American experts have been pushing for such raids into Pakistan, or more precisely into the Federally Administered Tribal Areas (FATA), better known as the free tribal zone, since the beginning of Operation Enduring Freedom in Afghanistan. They have lately become increasingly impatient, claiming that the president wasted too much time considering the idea..

They could be right. Such raids into Pakistan could be effective, given several conditions.

First, they should be carried out as part of Operation Enduring Freedom, which would make them legitimate.

Second, there should be no pause in coalition forces' actions in Afghanistan and Pakistan that might give al-Qaeda a chance to become entrenched in the free tribal zone.

And third, they should have been launched before the Iraqi campaign to collect detailed information about the Afghan-Pakistani border regions where the al-Qaeda and Taliban fighters were trained.

Had the U.S. started these raids in Pakistan in 2001, or 2002 at the latest, they would not have provoked such a huge outcry. Pakistan's North West Frontier Province, where the free tribal zone is located, is one of the most volatile regions in Pakistan. It can be described as a state within a state. It has always been like that, yet the Taliban had never enjoyed such sympathy there as they do now.

Pervez Musharraf, former president of Pakistan, said during his latest meeting with Assistant Secretary Richard Boucher, who heads the Bureau of South and Central Asian Affairs in the U.S. State Department, that foreign troops would never be allowed to carry out operations in Pakistan.

The position of Pakistan, once America's most loyal ally in the fight against international terrorism in the region, is easy to understand. Islamists, in particular the Taliban, have grown so influential in the province that the Pakistani authorities fear they may seize power in Peshawar, the capital city of the province, even though Pakistan's 11th Army Corps, reinforced by border troops and police, is deployed there.
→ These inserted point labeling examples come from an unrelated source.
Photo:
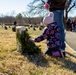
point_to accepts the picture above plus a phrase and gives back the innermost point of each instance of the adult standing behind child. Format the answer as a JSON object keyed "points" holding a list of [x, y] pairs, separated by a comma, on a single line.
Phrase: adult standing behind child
{"points": [[57, 7], [51, 34]]}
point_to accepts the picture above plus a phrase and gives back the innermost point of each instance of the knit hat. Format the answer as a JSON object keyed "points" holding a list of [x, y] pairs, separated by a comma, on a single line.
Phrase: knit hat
{"points": [[49, 18]]}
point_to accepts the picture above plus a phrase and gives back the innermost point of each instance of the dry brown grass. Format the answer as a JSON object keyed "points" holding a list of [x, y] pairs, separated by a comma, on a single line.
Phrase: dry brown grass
{"points": [[13, 63]]}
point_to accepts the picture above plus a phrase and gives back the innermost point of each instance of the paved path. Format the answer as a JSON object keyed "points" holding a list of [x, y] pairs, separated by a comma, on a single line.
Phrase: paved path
{"points": [[71, 39]]}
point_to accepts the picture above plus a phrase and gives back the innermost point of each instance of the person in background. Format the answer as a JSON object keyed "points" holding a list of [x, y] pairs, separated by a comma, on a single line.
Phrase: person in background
{"points": [[57, 7], [15, 23], [51, 34]]}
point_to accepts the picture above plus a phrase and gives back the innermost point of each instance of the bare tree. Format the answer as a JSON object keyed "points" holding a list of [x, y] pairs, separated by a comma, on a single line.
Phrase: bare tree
{"points": [[37, 7]]}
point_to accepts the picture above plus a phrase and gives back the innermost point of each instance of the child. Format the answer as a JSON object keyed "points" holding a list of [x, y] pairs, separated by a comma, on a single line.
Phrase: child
{"points": [[51, 34]]}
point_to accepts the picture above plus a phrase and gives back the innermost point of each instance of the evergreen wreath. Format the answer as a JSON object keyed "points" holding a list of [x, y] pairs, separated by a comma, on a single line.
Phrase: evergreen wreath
{"points": [[27, 46]]}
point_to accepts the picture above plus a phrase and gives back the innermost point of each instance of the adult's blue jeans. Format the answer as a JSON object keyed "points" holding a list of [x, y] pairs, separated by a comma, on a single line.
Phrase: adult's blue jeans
{"points": [[58, 17]]}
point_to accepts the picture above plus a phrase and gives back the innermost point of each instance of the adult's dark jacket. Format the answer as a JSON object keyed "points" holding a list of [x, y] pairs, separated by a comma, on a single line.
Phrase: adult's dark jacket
{"points": [[56, 4]]}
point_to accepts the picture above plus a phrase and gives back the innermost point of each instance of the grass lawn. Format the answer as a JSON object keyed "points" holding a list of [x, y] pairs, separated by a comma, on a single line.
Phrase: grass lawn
{"points": [[13, 63]]}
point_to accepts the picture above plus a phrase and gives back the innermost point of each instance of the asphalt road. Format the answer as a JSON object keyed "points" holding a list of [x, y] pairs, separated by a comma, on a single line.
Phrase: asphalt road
{"points": [[71, 39]]}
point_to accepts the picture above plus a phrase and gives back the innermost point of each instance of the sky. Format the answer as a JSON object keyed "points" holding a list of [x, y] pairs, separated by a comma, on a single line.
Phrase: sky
{"points": [[8, 7]]}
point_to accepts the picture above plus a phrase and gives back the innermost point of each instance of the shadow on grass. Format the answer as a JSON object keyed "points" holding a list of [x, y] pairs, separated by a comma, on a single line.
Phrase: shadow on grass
{"points": [[67, 62], [38, 60]]}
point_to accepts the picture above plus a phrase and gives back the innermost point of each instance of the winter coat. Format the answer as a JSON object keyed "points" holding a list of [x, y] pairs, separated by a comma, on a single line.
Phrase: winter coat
{"points": [[56, 4]]}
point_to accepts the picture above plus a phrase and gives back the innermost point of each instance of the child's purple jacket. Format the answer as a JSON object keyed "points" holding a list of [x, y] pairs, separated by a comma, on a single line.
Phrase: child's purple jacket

In April 2008, the ruling coalition of Pakistan said it was ready to negotiate with Pushtu leaders, although it knew that many of them supported the Taliban.

The Kabul authorities and some people in the White House thought Pakistan was deliberately hindering the stabilization of Afghanistan.

One reason for that conclusion was the statement made by Beitullah Mehsud in late May. This usually reclusive Taliban leader in Pakistan said during a news conference in his home base, South Waziristan, in the free tribal zone: "Islam does not recognize boundaries."

He went on to claim that a jihad against the occupation forces [meaning the U.S. and ISAF troops in Afghanistan] was a sacred duty of all true believers.

He also promised to bring war to Afghanistan, which is easy to do since South Waziristan borders on Afghanistan's Khost and Paktika provinces.

Afghanistan's president, Hamid Karzai, said on June 15: "When [militants] cross the territory from Pakistan to come and kill Afghans and to kill coalition troops it exactly gives us the right to go back and do the same."

Washington expressed quiet support for its Afghan ally.

Karzai has since softened his stance regarding Pakistan, possibly because the neighboring country now has a new president.

So, Afghan troops may or may not go to Pakistan and kill Pakistanis.

But does Asif Ali Zardari, the new Pakistani president, have enough power to fulfill his promise (or rather the promise of his late wife, Benazir Bhutto, whose assassination was blamed on Beitullah Mehsud) to wage an "uncompromising struggle" against the Pakistani Taliban?

I rather doubt this. The army is a social institution to be reckoned with in Pakistan, for objective and historical reasons. It has not expressed its support for Bush's plan; on the contrary, it has threatened to "open fire if U.S. troops launch another air or ground raid across the Afghan border."

Pakistan's army commander General Ashfaq Kayani, who shares President Musharraf's belief that foreigners must not be allowed to carry out operations in Pakistan, has not retired like his president.

Pakistan is now considering all the pros and cons in Bush's plan. And although the U.S. has always been Pakistan's main sponsor, the last say belongs to Islamabad, or rather the Pakistani generals.

The opinions expressed in this article are the author's and do not necessarily represent those of RIA Novosti.